First let’s look at an example of getting different routes when travelling between the same endpoints but in opposite direction. We use the RAC Route Planner to plan the fastest route between Hunton Bridge in Hertfordshire and Leighton Buzzard in Bedfordshire. As you see below, going there the distance is 20.07 miles and takes 40 minutes while coming back the distance is 24.72 miles and takes 38 minutes and the route is different!
So how can that happen? Let’s look at the calculation process more closely. First, the navigator starts the calculation process by using satellite signals and also other signals such as mobile phone towers to define the positioning of the device and the destination. Until the year 2000 the accuracy of civilian navigators was downgraded by US military to about 100m but nowadays the accuracy is within just a couple of metres. The navigator then calculates the route by using a vector map where each straight part of a road is a vector that has information, such as road name and number and what kind of road it is, attached to it. With the vectors the route calculation becomes a travelling salesman problem where a “city” is a start and end point of each vector. So the task is to define the optimum route from point A to point B visiting all the start and end points of the vectors that make up the road between the points. Relating this to the route example above, let’s assume that all the vectors of the roads between Leighton Buzzard and Hunton Bridge are drawn in the picture below:
With a large number of different possible routes the travelling salesman problem is very hard to solve and would require a long computing time and a lot of memory. Thus the route calculation uses a heuristic or approximation approach where a good enough solution is found in a reasonable time instead of an absolute optimal solution that takes much longer to find. And with the amount of data available ( big data!) and different variables like traffic information, weather and even the emotions of the driver that people are expecting to be incorporated into solutions, the reality is that often the quality of the solution has to be compromised.

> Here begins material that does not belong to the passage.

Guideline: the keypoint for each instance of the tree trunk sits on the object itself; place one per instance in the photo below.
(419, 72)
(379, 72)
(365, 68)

In the case of calculating the route from Hunton Bridge to Leighton Buzzard the solution is a local optimum which is close enough to the global optimum so that the algorithm stopped there. To help the algorithm get over the local optimum we added a midpoint, Wing Road, via which the route must go. As you can see below now the travel only takes 37 minutes:
Don’t trust your sat nav blindly
The point here is that even with clever calculation and optimisation techniques, the devices should not be trusted blindly, local knowledge is still very helpful and sometimes you know better than the device! Don’t switch off your logic when using sat nav! And if you are following in Bilbo’s footsteps to go mountain climbing and see a nice place for a break that you want to return to on the way back, make sure you either remember the route or tell your navigator to return via this place because otherwise it may take you back via another route!